The other pall bearers will be Colonel of The Queen’s Royal Hussars Brigadier Ian Mortimer; Regimental Lieutenant Colonel of the Grenadier Guards Lieutenant General Roland Walker; Deputy Colonel of The Royal Regiment of Scotland Brigadier James Roddis; Deputy Colonel Commandant of The Rifles Major General Rupert Jones; Colonel Commandant of the Intelligence Corps Lieutenant General Sir James Hockenhull and Station Commander RAF Northolt Group Captain Nick Worrall.
When the procession arrives at the West Steps of St George’s Chapel, the Pall Bearers will take their positions on the steps.

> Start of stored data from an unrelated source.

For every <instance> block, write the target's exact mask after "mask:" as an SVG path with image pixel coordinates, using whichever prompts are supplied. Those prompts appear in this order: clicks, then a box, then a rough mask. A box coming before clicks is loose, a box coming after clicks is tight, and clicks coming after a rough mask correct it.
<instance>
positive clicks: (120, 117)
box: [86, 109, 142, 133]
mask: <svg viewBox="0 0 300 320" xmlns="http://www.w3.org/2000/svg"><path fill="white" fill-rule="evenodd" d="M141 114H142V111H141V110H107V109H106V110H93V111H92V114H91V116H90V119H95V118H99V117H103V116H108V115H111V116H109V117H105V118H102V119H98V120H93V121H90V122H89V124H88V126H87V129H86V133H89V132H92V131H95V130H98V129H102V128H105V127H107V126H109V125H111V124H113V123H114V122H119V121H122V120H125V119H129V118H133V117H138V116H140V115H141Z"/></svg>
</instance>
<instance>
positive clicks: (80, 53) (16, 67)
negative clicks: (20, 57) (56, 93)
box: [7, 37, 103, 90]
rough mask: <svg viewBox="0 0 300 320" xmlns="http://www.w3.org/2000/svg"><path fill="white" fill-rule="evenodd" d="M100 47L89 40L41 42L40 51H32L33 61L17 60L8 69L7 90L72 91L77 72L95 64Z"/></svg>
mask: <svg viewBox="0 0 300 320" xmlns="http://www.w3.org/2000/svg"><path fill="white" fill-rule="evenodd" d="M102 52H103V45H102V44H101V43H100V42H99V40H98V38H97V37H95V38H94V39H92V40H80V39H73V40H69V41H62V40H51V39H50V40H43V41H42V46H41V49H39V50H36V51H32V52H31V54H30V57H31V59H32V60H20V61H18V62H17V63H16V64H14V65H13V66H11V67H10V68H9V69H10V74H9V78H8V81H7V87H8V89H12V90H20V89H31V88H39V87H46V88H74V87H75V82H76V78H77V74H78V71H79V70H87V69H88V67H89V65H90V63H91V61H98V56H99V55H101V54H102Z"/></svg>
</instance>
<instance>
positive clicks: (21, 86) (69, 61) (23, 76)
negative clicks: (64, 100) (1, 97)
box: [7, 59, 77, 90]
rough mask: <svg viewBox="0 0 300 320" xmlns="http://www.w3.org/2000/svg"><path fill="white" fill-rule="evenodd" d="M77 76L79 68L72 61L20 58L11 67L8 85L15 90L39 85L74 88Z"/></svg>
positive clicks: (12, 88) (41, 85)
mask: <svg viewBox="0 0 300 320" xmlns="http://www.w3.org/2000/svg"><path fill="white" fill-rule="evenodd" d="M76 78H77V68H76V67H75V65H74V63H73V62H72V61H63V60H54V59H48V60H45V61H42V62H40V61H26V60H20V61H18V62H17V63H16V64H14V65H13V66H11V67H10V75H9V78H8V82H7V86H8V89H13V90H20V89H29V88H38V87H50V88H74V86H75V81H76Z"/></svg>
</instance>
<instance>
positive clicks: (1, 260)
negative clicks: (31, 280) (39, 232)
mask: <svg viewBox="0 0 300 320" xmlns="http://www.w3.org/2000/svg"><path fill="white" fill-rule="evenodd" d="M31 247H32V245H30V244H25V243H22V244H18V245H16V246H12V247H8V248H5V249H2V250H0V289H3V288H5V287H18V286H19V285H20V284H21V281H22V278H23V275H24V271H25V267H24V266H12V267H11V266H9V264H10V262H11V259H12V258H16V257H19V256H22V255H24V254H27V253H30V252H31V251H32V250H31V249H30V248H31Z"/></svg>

The Royal Marines Bearer Party will lift the coffin and proceed up the West Steps, halting on the second landing, as a Piping Party pipes the “Side” and the coffin pauses for the National Minute Silence at 3pm.
As the coffin enters the chapel and the doors to St George’s Chapel close, the Royal Navy Piping Party will pipe the “Carry On”, before the Pall Bearers and other members of the Armed Forces who took part in the funeral procession disperse silently.
The King’s Troop Royal Horse Artillery will fire minute guns during the funeral procession from the East Lawn of Windsor Castle – with eight expected in total at one round every minute. The King’s Troop also fired the Death Gun Salute of 41 rounds at Woolwich Barracks the day after the Duke’s death.
The Royal Regiment of Scotland, known as the Highlanders, will perform a key role in the proceedings at Windsor Castle, with Pipe Major Colour Sergeant Grant, 33, playing a farewell lament as the coffin enters St. George's Chapel.
Colour Sergeant Grant, of Braemar, Aberdeenshire, said: “I will be thinking of HM The Queen during this difficult time for her. I am looking forward to being involved because it is such an honour for me to perform this role”.
“I know that my village will be feeling proud that a local lad who played at the Highland Gathering is playing at his funeral”.